A twin study was undertaken with the twofold aim (a) of studying the hereditary behaviour of digital dermatoglyphic traits both at the qualitative and quantitative level, and (b) of working out a method for discriminating MZ and DZ twins by means of fingerprints.
Fingerprints of 50 MZ (25 ♂ and 25 ♀) and 50 DZ (25 ♂ and 25 ♀) twin pairs were thus examined and analyzed by means of a special methodology and of a 7044/K32 IBM computer.
The qualitative analysis has shown a significantly higher concordance in MZ than in DZ twin pairs, with a certain variability of single finger concordance values. The quantitative analysis has shown significantly higher correlation values in MZ than in DZ twin pairs, with very limited confidence intervals in the former. Single ridge counts apparently behave as cumulative counts on the five or ten fingers, although with an obviously higher random variability.

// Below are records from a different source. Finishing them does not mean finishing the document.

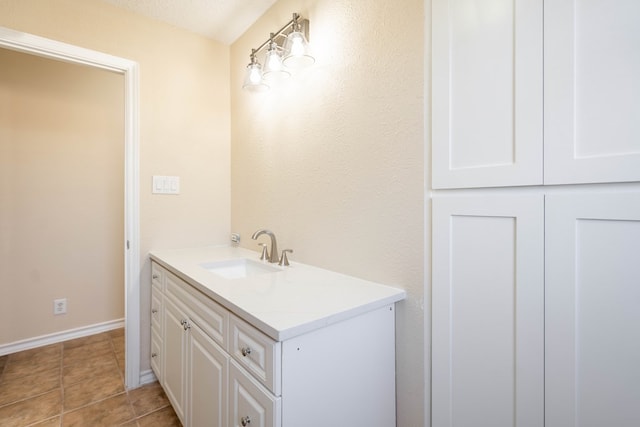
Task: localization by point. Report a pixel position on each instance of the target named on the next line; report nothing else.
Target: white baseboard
(60, 336)
(147, 377)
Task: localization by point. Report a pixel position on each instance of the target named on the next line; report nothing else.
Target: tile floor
(78, 383)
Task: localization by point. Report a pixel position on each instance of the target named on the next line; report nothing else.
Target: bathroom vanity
(240, 342)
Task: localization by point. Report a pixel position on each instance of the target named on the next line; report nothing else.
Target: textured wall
(61, 197)
(184, 117)
(333, 162)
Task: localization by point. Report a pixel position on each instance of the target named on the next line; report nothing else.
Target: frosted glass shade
(253, 78)
(296, 51)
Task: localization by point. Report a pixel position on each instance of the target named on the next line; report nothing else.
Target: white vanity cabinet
(219, 369)
(157, 311)
(195, 366)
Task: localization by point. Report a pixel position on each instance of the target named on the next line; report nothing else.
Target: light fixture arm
(295, 22)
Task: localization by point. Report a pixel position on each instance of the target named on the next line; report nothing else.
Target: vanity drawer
(257, 353)
(157, 276)
(209, 315)
(250, 404)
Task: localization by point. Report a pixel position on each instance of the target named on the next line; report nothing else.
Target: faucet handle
(283, 258)
(265, 253)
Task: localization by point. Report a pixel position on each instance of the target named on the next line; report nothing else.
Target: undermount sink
(238, 268)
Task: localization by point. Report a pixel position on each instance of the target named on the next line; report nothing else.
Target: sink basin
(238, 268)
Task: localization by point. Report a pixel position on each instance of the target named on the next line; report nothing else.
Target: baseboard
(147, 377)
(60, 336)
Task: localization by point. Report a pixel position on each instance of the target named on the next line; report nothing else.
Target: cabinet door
(250, 403)
(487, 308)
(174, 357)
(592, 317)
(487, 93)
(207, 381)
(156, 331)
(592, 114)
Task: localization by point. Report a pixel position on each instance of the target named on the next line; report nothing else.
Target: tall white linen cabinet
(536, 213)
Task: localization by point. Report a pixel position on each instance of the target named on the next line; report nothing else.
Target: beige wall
(184, 117)
(333, 162)
(61, 197)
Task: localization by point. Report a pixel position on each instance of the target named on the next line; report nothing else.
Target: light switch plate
(165, 184)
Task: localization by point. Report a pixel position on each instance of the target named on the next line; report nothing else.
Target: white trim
(147, 377)
(47, 48)
(60, 336)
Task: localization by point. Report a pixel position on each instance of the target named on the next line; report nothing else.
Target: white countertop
(292, 301)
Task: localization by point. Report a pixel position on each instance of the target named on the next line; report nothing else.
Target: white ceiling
(221, 20)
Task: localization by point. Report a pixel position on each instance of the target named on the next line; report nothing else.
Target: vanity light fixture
(284, 51)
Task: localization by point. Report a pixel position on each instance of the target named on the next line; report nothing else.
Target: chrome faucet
(273, 253)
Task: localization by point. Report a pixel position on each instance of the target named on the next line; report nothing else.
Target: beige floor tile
(113, 411)
(148, 398)
(33, 410)
(25, 367)
(51, 422)
(92, 390)
(85, 340)
(162, 418)
(20, 388)
(36, 354)
(91, 368)
(86, 352)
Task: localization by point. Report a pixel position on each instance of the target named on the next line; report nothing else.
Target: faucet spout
(273, 254)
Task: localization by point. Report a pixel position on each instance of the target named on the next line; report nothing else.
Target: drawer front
(156, 356)
(257, 353)
(250, 404)
(209, 315)
(156, 310)
(157, 276)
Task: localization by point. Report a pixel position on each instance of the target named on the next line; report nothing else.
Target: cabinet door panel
(592, 317)
(208, 370)
(592, 114)
(250, 403)
(487, 93)
(487, 352)
(174, 357)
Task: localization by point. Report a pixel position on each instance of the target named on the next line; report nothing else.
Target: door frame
(47, 48)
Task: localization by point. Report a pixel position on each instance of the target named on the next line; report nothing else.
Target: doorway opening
(39, 46)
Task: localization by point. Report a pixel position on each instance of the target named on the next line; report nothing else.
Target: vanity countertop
(283, 304)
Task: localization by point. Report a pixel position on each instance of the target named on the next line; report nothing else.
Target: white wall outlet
(165, 185)
(60, 306)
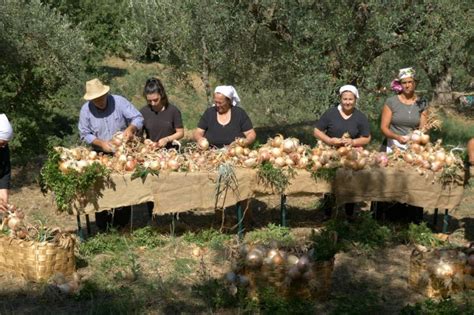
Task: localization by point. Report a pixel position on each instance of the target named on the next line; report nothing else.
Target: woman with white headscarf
(343, 125)
(402, 113)
(6, 134)
(225, 121)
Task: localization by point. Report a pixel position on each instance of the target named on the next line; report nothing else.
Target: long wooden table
(174, 192)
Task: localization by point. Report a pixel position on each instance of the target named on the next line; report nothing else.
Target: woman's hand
(162, 142)
(336, 141)
(347, 141)
(402, 139)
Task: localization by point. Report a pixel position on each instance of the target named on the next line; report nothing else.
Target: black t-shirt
(5, 168)
(161, 124)
(334, 125)
(219, 135)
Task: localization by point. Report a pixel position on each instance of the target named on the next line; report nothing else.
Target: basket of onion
(291, 272)
(34, 252)
(441, 272)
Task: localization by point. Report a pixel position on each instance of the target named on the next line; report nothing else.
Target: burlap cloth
(179, 192)
(396, 184)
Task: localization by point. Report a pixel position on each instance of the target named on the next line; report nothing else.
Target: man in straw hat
(105, 114)
(101, 117)
(6, 134)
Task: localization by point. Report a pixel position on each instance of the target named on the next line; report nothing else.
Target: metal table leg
(240, 223)
(445, 221)
(435, 218)
(88, 225)
(283, 210)
(79, 227)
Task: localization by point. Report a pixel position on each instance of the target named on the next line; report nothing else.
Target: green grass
(272, 233)
(208, 238)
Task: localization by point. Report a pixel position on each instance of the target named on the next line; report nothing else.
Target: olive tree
(42, 65)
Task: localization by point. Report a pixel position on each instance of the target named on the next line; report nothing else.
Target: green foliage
(68, 187)
(142, 172)
(207, 238)
(101, 22)
(421, 234)
(271, 233)
(460, 306)
(326, 174)
(364, 233)
(42, 61)
(277, 178)
(325, 245)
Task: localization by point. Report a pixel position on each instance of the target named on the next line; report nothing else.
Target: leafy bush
(211, 237)
(272, 233)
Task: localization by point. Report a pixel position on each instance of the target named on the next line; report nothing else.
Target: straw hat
(94, 89)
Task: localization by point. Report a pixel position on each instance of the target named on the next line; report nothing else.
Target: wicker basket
(34, 260)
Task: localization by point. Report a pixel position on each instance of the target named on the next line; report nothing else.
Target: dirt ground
(359, 277)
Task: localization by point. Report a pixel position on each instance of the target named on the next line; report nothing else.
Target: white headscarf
(6, 131)
(349, 88)
(229, 92)
(406, 73)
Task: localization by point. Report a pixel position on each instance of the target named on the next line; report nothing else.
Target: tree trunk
(443, 92)
(205, 72)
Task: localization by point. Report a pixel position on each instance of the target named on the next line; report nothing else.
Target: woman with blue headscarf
(6, 134)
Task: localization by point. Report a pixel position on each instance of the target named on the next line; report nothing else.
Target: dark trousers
(119, 218)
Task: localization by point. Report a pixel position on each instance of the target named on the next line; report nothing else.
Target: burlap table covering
(301, 184)
(179, 192)
(396, 184)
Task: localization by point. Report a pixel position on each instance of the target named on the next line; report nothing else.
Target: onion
(424, 139)
(449, 160)
(13, 222)
(436, 166)
(415, 147)
(123, 158)
(280, 162)
(408, 157)
(92, 155)
(294, 273)
(130, 164)
(173, 164)
(251, 162)
(203, 144)
(264, 155)
(241, 142)
(289, 145)
(343, 150)
(303, 263)
(254, 258)
(155, 165)
(277, 260)
(230, 277)
(292, 260)
(440, 155)
(276, 152)
(294, 156)
(470, 259)
(63, 166)
(303, 162)
(277, 141)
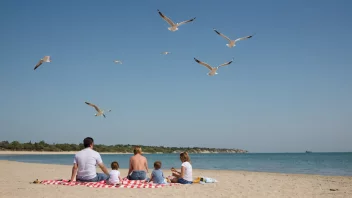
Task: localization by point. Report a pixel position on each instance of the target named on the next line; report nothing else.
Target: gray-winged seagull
(212, 69)
(232, 43)
(46, 59)
(99, 112)
(174, 26)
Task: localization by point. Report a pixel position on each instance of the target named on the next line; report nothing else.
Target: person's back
(114, 174)
(87, 159)
(84, 164)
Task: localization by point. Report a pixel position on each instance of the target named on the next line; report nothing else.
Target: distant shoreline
(49, 153)
(74, 152)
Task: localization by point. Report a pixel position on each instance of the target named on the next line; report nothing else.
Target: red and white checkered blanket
(102, 184)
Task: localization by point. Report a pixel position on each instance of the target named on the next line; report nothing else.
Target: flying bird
(165, 53)
(174, 26)
(232, 43)
(99, 112)
(212, 69)
(46, 59)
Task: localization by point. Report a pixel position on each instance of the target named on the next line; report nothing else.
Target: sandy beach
(16, 177)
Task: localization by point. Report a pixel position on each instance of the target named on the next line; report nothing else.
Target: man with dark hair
(84, 164)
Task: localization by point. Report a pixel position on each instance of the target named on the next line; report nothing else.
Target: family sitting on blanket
(85, 161)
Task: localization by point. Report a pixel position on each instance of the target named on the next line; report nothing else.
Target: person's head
(184, 157)
(137, 150)
(88, 142)
(157, 165)
(115, 165)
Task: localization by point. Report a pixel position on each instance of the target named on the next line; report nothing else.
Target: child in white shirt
(114, 174)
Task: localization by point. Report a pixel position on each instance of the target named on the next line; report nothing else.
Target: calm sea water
(306, 163)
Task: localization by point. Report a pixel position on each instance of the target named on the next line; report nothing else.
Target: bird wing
(166, 19)
(184, 22)
(203, 63)
(92, 105)
(47, 59)
(227, 38)
(38, 64)
(225, 64)
(244, 38)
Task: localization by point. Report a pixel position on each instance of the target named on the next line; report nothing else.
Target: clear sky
(289, 88)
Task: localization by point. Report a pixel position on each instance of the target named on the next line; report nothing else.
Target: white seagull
(212, 69)
(45, 59)
(99, 112)
(117, 61)
(174, 27)
(232, 43)
(165, 53)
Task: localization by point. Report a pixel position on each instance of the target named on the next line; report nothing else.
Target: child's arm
(183, 170)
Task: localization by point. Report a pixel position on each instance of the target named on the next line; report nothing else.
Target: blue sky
(288, 89)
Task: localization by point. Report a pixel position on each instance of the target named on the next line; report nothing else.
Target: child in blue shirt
(157, 174)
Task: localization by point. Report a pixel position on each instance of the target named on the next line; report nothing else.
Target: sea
(334, 164)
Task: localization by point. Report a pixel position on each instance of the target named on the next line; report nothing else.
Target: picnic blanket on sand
(102, 184)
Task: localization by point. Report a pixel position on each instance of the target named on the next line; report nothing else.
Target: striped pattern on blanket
(102, 184)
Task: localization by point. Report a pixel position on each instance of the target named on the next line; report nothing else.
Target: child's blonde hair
(185, 157)
(115, 165)
(157, 165)
(137, 150)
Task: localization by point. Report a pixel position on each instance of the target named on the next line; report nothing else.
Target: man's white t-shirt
(87, 159)
(188, 171)
(114, 177)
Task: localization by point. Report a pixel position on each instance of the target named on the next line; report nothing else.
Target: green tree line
(121, 148)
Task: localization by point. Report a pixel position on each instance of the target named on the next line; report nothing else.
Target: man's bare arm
(103, 168)
(74, 172)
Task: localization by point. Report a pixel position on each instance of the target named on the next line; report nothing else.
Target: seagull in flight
(99, 112)
(232, 43)
(46, 59)
(117, 61)
(174, 26)
(212, 69)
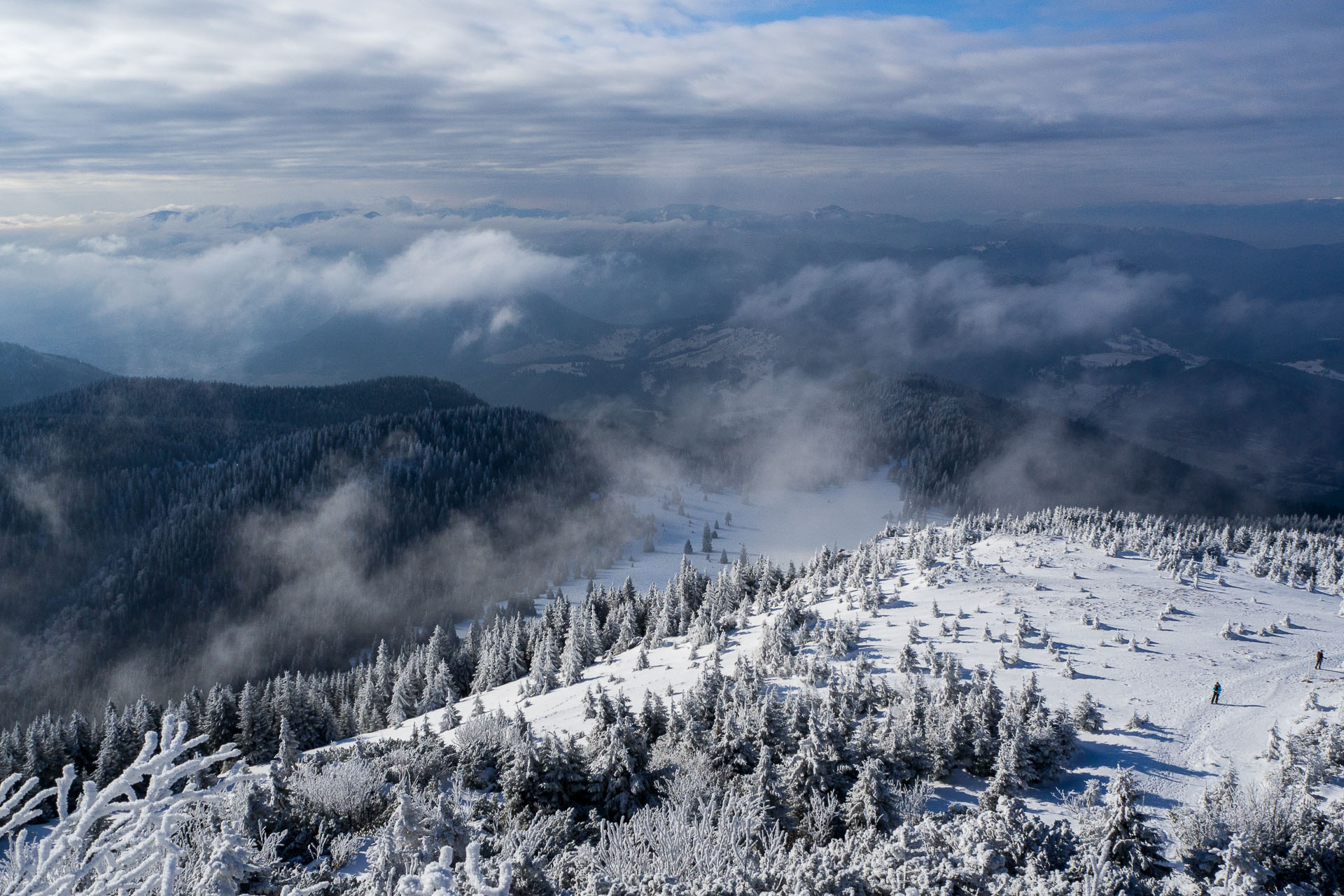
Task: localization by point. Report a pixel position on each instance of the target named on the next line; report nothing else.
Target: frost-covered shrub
(1277, 827)
(1088, 715)
(118, 839)
(346, 796)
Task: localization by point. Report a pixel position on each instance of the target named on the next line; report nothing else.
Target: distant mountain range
(26, 375)
(533, 352)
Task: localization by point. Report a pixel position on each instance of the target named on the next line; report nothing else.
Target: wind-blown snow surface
(1164, 669)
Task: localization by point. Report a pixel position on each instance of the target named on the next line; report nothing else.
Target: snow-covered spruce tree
(1088, 715)
(1135, 846)
(870, 802)
(118, 839)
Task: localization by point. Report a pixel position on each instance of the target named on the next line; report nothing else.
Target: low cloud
(891, 316)
(200, 312)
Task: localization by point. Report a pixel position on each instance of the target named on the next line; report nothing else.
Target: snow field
(1151, 647)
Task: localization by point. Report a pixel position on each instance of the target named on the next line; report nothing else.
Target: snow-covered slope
(1139, 641)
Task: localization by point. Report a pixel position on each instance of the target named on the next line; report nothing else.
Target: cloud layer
(150, 309)
(590, 101)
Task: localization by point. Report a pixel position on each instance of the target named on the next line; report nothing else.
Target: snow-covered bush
(118, 839)
(344, 796)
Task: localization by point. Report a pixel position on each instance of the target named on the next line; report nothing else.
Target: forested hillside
(27, 375)
(961, 450)
(139, 517)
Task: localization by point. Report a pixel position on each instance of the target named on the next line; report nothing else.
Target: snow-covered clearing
(785, 526)
(1132, 654)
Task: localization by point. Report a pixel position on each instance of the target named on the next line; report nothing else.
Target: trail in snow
(1168, 676)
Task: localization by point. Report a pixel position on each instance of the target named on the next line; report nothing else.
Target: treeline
(739, 783)
(965, 451)
(781, 771)
(121, 528)
(1300, 551)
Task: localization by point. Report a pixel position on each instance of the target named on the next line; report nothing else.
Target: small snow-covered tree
(118, 839)
(1088, 715)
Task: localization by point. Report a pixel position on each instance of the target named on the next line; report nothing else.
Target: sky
(923, 108)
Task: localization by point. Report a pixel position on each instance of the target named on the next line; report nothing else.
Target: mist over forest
(671, 449)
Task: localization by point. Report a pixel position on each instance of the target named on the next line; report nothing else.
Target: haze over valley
(671, 449)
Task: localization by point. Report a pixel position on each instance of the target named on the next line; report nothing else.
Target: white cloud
(891, 315)
(452, 266)
(468, 96)
(198, 312)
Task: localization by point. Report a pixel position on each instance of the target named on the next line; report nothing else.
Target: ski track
(1189, 742)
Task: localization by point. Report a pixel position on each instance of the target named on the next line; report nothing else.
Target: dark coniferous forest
(139, 514)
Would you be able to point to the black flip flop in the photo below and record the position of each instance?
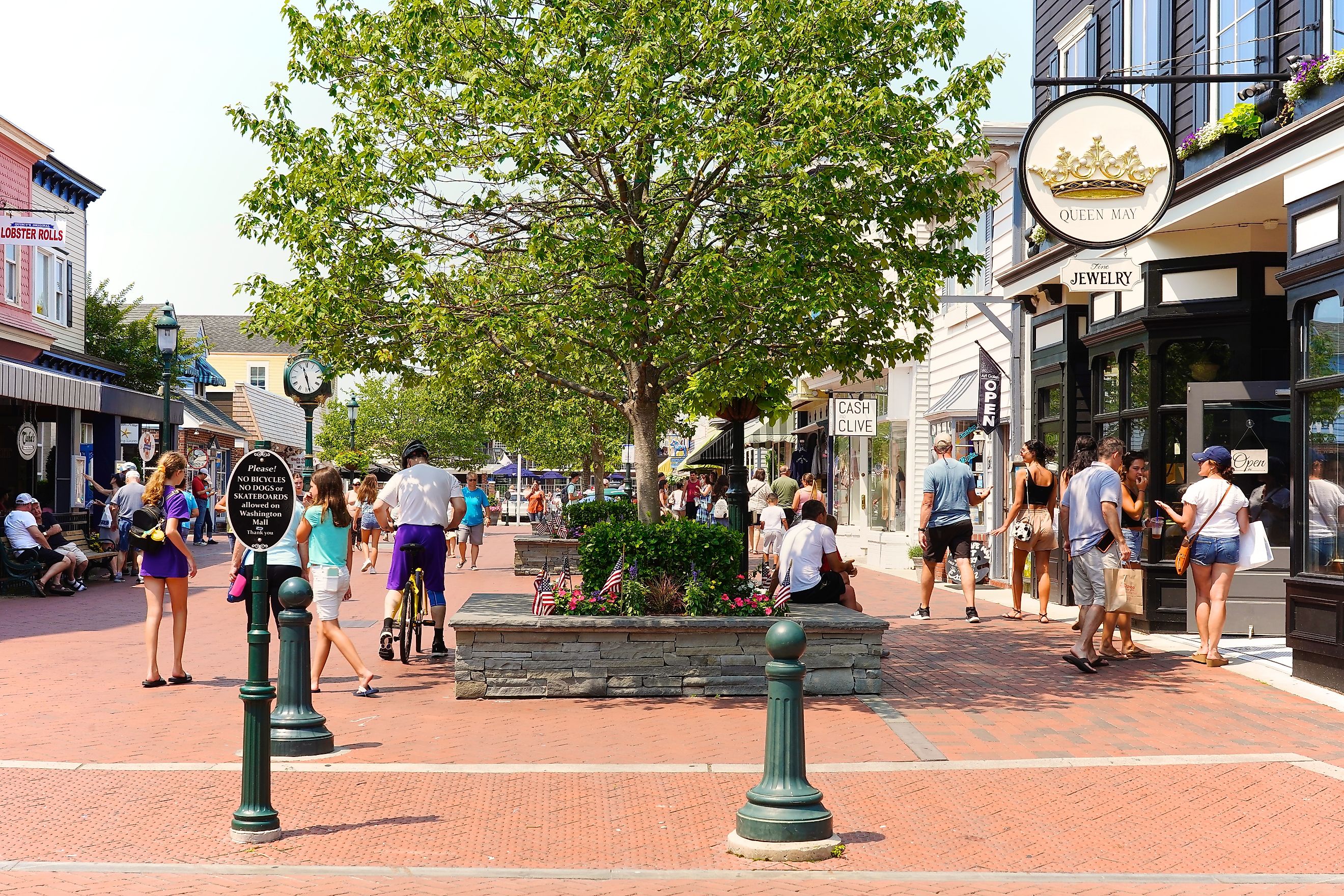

Digital dermatoglyphics thus appear to show practically complete genetic conditioning, which, rather than at a cumulative level for the ten fingers, as is largely believed, appears to act on single finger quali-quantitative traits. The total finger ridge count, rather than a trait, only appears to be a useful, but artificial cumulative value. Actually, applied to the diagnosis of zygosity, it provides, by itself, a fairly high, general probability (0.86) of a correct diagnosis.